Durante un proceso de crecimiento y desarrollo espiritual llega el momento en que el aspirante debe enfrentarse con una barrera muy común: la impaciencia. El deseo de obtener resultados rápidos o de alcanzar mayores niveles de comprensión se convierte en una frustración difícil de superar. 

Para muchos, la palabra "paciencia" es una mala palabra y otra virtud muy difícil de desarrollar.

La impaciencia no es más que una resistencia a los cambios. Desde el punto de vista metafísico, la impaciencia es la falta de capacidad para incorporar algo nuevo.

Cuando sembramos una "semilla" en un terreno fértil, lo primero que brota es un pequeño gajo muy tierno y frágil. Con sólo darle un pisotón a la planta, podemos destruirla completamente. Sin embargo, si la cuidamos y la regamos a diario, esa planta crecerá fuerte y firme, y podrá resistir cualquier tormenta en el futuro.

De esta manera, la planta nos dará flores y frutos. Desde el momento en que sembramos la semilla hasta que obtenemos los frutos, existe un tiempo determinado, un proceso necesario e imposible de evitar. 

"Todo en el Universo tiene su tiempo de gestación".

Siguiendo esta analogía, cuando intentamos cambiar algo en nuestro carácter es como si depositáramos una nueva "semilla" en la conciencia.
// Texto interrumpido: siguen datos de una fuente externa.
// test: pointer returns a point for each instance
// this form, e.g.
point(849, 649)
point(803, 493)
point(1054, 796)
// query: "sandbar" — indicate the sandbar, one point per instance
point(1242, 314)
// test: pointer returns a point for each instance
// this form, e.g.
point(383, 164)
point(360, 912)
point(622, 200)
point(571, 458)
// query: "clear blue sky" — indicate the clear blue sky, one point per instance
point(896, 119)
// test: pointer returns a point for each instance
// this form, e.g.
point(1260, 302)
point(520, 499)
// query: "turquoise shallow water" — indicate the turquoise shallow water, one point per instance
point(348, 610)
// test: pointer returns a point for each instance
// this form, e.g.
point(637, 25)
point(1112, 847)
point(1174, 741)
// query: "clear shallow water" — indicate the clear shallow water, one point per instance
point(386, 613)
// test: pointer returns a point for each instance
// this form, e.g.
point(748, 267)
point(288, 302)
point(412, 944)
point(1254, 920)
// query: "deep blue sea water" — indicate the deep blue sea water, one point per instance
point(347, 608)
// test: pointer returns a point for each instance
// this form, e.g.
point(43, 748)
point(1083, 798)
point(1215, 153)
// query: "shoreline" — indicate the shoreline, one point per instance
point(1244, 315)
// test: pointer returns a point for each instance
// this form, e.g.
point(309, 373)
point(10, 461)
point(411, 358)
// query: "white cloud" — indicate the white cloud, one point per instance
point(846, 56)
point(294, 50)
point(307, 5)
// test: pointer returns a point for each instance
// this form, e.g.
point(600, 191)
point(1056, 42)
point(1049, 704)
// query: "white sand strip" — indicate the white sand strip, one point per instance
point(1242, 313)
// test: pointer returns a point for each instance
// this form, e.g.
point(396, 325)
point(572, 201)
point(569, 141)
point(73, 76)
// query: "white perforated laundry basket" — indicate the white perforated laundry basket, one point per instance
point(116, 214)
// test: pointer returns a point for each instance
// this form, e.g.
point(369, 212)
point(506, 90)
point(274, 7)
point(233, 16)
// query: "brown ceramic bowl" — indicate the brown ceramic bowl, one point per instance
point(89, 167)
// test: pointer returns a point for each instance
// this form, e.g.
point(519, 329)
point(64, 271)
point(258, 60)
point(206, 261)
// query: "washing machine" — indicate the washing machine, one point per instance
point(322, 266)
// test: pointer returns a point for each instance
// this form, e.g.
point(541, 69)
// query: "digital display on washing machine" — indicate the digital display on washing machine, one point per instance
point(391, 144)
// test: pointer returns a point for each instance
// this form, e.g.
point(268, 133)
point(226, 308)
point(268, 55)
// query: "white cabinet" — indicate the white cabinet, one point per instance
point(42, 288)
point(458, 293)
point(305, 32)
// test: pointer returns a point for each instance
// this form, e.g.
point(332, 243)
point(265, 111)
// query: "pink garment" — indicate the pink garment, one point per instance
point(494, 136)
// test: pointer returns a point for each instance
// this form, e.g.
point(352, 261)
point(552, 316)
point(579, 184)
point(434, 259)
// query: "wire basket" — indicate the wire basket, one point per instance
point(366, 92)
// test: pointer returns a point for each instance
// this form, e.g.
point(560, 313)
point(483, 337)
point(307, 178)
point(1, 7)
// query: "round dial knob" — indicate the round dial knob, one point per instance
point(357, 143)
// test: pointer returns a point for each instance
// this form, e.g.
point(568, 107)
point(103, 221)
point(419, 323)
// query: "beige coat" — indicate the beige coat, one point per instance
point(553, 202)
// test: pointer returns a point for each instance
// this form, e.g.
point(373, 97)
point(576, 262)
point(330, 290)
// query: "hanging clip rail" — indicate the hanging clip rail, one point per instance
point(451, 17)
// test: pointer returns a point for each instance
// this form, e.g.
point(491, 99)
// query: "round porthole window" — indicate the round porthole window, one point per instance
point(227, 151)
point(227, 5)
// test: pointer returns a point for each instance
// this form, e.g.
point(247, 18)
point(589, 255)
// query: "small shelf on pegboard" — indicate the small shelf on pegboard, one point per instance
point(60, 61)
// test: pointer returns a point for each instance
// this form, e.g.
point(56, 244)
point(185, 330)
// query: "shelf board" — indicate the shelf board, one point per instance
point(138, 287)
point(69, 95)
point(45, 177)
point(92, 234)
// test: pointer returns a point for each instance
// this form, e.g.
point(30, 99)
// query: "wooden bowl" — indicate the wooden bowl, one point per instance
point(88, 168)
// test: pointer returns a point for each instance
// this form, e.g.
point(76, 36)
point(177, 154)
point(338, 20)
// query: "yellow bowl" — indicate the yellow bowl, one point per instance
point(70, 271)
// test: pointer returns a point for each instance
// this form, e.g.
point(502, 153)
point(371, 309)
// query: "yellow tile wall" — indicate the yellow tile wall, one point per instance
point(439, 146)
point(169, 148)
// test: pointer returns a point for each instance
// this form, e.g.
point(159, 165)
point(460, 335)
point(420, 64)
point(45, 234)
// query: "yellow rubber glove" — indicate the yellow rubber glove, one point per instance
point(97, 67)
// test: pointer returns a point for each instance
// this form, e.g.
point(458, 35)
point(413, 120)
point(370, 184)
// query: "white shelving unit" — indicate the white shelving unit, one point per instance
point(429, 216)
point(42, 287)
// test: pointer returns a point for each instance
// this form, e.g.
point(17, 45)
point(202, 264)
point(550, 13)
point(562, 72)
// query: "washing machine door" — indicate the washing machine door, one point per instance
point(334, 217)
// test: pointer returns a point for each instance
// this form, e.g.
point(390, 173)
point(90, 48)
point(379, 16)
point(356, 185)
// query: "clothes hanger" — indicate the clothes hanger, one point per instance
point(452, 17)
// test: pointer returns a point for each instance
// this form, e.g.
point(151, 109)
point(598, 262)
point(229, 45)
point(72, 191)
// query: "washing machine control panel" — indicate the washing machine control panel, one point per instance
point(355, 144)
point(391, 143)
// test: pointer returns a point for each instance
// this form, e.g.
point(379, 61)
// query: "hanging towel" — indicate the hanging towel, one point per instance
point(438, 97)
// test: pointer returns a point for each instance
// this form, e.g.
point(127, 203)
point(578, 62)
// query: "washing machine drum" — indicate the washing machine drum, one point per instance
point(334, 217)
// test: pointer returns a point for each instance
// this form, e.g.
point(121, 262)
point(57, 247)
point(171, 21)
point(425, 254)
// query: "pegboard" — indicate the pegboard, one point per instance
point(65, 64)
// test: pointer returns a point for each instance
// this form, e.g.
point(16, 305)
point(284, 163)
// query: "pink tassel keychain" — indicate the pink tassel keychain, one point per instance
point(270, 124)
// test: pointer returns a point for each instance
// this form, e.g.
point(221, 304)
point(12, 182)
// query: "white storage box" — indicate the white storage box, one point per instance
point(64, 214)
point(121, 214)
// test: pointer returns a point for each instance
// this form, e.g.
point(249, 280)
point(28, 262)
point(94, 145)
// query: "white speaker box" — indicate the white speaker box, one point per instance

Para ver los frutos futuros, tendremos que cuidar pacientemente aquello que estamos tratando de desarrollar.

La impaciencia también es una fuerte resistencia a incorporar nuevas conductas.Las personas más impacientes pretenden que las cosas les salgan bien desde el principio y esto es prácticamente imposible.

Cuando uno ensaya una nueva conducta, lo más probable es que vuelva más fácilmente a repetir una y otra vez la conducta anterior. Sin embargo, si se sigue ensayando a lo largo del tiempo, finalmente la nueva conducta quedará incorporada a la personalidad.